How important is a new set?

“It doesn’t have a lot to do with journalism,” said Brandt. “But it does have a lot to do with communication.”

Brandt said he was surprised by the large amount of viewer comment about the set – all positive, he said.

The station also introduced new graphics at the same time. Graphics are probably even more important in terms of creating a station’s identity.

Also, the station has added a new weather feature called 3-D Weather, a graphic that simulates a fly-over of the region, showing clouds and weather patterns. This is a service provided by a national company (KXLY has the same thing, in a different version).

In addition, KREM is entering the leading edge of TV technology: computerized digital editing. They already have one digital editing pod, and within a few years, they will be able to operate completely without video tape. KREM’s sister station, KHNL in Honolulu, will go tapeless soon and become the first station in the country to do so.

When it comes to sets, this station went for the Cadillac. The backdrop is an artist’s etching of the Spokane skyline on clear Lexan plastic.

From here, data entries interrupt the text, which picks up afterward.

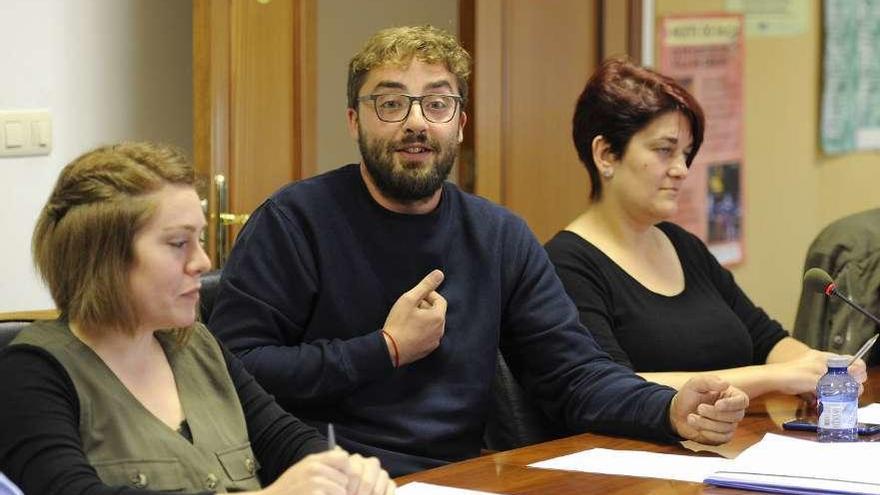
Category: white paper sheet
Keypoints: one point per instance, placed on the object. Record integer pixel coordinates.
(870, 413)
(794, 458)
(635, 463)
(419, 488)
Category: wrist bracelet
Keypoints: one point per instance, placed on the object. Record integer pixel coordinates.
(394, 346)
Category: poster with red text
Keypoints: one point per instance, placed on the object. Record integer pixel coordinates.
(704, 53)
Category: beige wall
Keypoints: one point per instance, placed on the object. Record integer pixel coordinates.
(107, 70)
(791, 189)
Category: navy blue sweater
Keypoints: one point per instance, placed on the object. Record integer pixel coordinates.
(318, 266)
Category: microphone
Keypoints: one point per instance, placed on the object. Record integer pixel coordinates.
(818, 280)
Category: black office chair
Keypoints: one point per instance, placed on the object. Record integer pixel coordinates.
(9, 329)
(514, 420)
(208, 292)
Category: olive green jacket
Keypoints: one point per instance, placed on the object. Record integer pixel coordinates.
(849, 250)
(128, 445)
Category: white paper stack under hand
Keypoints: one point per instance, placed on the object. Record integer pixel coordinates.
(790, 465)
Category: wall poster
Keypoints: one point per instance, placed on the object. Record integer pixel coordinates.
(851, 76)
(705, 54)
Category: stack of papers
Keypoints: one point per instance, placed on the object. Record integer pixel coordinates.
(791, 465)
(776, 464)
(419, 488)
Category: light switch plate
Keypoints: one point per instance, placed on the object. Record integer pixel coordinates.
(25, 132)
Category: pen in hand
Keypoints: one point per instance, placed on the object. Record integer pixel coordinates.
(331, 436)
(865, 347)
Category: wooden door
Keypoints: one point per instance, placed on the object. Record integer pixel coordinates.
(531, 61)
(253, 81)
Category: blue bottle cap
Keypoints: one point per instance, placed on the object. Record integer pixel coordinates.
(838, 361)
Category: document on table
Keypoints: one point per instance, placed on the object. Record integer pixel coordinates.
(637, 463)
(870, 413)
(419, 488)
(776, 464)
(792, 465)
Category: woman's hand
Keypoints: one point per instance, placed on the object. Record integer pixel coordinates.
(335, 472)
(326, 473)
(368, 478)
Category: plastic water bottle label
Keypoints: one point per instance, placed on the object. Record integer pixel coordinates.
(836, 415)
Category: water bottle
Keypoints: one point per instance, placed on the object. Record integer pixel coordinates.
(838, 395)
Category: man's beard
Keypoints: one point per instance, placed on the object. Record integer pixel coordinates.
(412, 181)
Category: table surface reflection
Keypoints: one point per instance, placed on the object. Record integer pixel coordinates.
(507, 472)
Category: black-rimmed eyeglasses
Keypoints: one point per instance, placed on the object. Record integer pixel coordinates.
(438, 109)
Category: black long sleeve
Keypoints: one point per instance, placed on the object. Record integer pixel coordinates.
(40, 446)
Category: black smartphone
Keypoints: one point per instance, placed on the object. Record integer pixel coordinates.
(810, 425)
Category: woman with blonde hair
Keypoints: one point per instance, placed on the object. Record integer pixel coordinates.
(125, 392)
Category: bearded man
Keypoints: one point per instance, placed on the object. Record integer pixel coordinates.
(377, 295)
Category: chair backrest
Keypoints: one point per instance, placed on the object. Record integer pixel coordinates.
(9, 329)
(514, 420)
(208, 292)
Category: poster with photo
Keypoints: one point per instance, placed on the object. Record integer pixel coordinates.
(704, 53)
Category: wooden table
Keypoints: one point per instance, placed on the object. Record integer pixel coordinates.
(507, 472)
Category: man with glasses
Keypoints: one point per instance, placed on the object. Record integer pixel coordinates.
(376, 296)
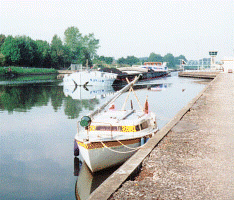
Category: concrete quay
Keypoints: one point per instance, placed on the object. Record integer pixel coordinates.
(189, 158)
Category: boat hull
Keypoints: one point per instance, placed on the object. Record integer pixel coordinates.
(101, 155)
(121, 78)
(93, 78)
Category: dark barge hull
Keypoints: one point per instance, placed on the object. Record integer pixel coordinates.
(121, 78)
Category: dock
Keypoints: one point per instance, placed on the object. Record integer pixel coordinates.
(191, 157)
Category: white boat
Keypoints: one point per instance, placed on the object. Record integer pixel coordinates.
(90, 78)
(155, 66)
(109, 137)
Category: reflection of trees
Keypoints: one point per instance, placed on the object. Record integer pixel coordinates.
(74, 107)
(23, 98)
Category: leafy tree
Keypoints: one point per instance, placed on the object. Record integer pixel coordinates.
(91, 44)
(57, 52)
(177, 59)
(106, 60)
(44, 57)
(2, 59)
(27, 51)
(73, 42)
(10, 50)
(155, 58)
(130, 60)
(2, 39)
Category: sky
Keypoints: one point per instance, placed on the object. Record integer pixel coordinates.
(129, 27)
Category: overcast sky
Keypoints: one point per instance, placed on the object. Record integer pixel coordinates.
(129, 27)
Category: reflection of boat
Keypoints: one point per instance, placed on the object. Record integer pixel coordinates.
(87, 182)
(159, 87)
(111, 137)
(90, 92)
(90, 78)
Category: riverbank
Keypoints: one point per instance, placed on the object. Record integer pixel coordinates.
(192, 161)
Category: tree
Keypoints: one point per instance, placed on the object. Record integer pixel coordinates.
(155, 58)
(43, 50)
(2, 39)
(169, 58)
(91, 44)
(28, 51)
(177, 59)
(130, 60)
(73, 42)
(11, 50)
(57, 52)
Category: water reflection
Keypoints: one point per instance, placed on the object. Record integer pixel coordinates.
(90, 92)
(38, 125)
(37, 79)
(87, 181)
(22, 98)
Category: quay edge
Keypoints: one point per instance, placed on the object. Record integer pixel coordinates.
(112, 183)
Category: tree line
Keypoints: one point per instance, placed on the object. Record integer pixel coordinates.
(172, 61)
(24, 51)
(75, 49)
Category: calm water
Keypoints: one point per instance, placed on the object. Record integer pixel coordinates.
(38, 125)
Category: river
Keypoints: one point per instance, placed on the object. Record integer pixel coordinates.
(38, 125)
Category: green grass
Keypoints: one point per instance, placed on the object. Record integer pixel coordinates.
(27, 71)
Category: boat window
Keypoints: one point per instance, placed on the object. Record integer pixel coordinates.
(137, 128)
(144, 125)
(106, 128)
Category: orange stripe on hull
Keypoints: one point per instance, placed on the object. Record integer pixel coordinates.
(96, 145)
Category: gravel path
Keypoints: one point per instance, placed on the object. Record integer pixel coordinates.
(195, 160)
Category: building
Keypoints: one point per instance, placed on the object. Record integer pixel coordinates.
(228, 64)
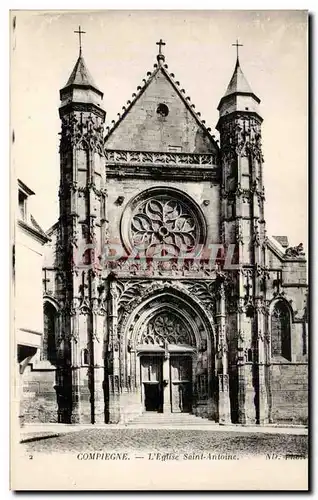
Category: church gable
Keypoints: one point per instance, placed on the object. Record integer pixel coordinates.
(160, 119)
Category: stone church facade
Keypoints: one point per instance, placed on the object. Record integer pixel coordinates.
(162, 290)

Video monitors flicker and glow behind it.

Another backdrop consists of a large, four-screen video wall. The entire desk mechanism pivots so it can give “a variety of looks with a variety of shows,” said Lon Lee, KHQ general manager.

“It started with us saying, `Let’s freshen up the set we have,’ but when we started looking around, we realized that the set reflected the set technology and design of the ’80s,” said Lee.

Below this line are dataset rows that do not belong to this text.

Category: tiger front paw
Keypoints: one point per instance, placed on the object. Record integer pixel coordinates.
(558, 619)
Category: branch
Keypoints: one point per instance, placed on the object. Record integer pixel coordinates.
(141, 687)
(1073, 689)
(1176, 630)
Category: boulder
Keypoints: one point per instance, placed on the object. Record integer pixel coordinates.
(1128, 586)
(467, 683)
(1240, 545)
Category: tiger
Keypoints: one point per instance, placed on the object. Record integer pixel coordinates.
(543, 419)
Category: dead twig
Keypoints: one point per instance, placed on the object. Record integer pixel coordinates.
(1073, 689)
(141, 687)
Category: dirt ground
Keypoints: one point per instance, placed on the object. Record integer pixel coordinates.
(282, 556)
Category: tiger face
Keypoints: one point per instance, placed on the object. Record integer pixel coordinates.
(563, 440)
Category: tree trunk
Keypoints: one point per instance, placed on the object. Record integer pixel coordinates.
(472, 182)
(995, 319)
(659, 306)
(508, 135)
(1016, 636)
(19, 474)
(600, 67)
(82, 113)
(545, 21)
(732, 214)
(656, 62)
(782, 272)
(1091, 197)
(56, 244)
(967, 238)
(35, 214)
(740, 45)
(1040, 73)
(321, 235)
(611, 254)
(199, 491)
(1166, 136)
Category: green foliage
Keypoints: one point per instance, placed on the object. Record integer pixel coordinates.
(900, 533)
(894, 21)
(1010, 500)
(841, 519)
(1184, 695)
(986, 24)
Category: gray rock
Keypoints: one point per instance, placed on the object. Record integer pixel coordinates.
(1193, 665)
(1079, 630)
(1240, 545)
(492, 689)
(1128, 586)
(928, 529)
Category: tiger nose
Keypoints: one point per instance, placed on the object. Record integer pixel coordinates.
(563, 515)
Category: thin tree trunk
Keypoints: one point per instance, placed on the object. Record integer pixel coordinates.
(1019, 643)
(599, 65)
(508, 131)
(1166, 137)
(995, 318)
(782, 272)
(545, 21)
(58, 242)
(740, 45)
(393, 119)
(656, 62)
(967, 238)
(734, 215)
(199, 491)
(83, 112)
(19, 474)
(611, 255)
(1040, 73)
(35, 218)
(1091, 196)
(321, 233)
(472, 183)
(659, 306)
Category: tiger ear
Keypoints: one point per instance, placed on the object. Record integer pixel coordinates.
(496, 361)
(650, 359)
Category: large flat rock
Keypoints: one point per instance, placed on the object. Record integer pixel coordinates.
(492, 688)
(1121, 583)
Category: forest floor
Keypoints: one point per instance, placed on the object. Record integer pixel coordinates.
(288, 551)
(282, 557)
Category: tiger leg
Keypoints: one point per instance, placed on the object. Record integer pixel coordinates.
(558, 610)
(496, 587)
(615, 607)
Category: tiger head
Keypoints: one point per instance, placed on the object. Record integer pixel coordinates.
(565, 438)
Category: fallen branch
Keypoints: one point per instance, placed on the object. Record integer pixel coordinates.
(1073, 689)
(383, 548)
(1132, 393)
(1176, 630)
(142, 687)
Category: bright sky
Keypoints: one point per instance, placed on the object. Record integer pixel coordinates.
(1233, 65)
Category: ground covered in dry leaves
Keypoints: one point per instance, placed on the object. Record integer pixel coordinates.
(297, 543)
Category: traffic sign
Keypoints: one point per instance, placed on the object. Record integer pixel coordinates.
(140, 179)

“But we had invested so much in news at this station, we wanted a set that reflected that.”

So they scrapped the old set entirely and hired a professional TV set designer from Los Angeles. Lee says it is one of only four “moving desk” sets in the country, and it wasn’t cheap.

“Sets always seem to cost more than they should,” said Lee. “It was close to six figures.”

Lee said a new set “cannot make you No. 1 or No. 3,” but it’s important because it’s “what you surround your people with every day.”

They, too, have gotten plenty of viewer comment. One viewer said, “Your new set looks like a network show,” which was, of course, exactly what they wanted to hear.

One set innovation in particular has made the news anchors happy.

Instead of having hot, harsh incandescent lights, the new set has a special kind of fluorescent lights that are not as blinding and much cooler. No longer will the anchors have to squint and sweat under a broiler.

The station also has introduced new graphics, which were designed to give the station a more professional and modern look.

This station also has a new set and new graphics, but here the emphasis is decidedly on the graphics.

The station has purchased a new computerized system called DP Max, which combines painting and animation with digital disc recording.

“Our system dated from the ’80s, and we could have just upgraded, but we went ahead and bought this,” said Espinoza. “It’s an expensive system. It cost in the low hundreds of thousands.”

But he said it is worth it, because graphics are so important in today’s broadcasting.

“This will affect the entire look of the station,” said Espinoza. “I’m a big believer in graphics, because they can enhance the telling of the story.

“I’m not a believer in sets as much, because they can’t.”

So instead of starting from scratch on the set, the station revamped and updated the old one.

“It’s changed to a more professional network look,” said Espinoza. “As long as it looks good and professional and modern, I’m happy.”

In addition to its own graphic system, the station also purchased two national graphic services. One is the same fly-over weather map that KREM has, although KXLY has an upgraded version that “flies” right over the city.

The other is “News In Motion,” a graphics service that provides illustration and animation to accompany news stories.

For instance, one recent “News In Motion” graphic showed, in animated form, how a tall building flexes and bends, and sometimes collapses, during an earthquake like the one in Japan.

KXLY has added an extra five minutes onto its 11 p.m. broadcast, pushing “Nightline” back to 11:35 p.m. Most of the extra time will be devoted to “Sports Extra.”

But the biggest expansion is yet to come. The station has purchased the lot behind the building to accommodate a major expansion of the studios.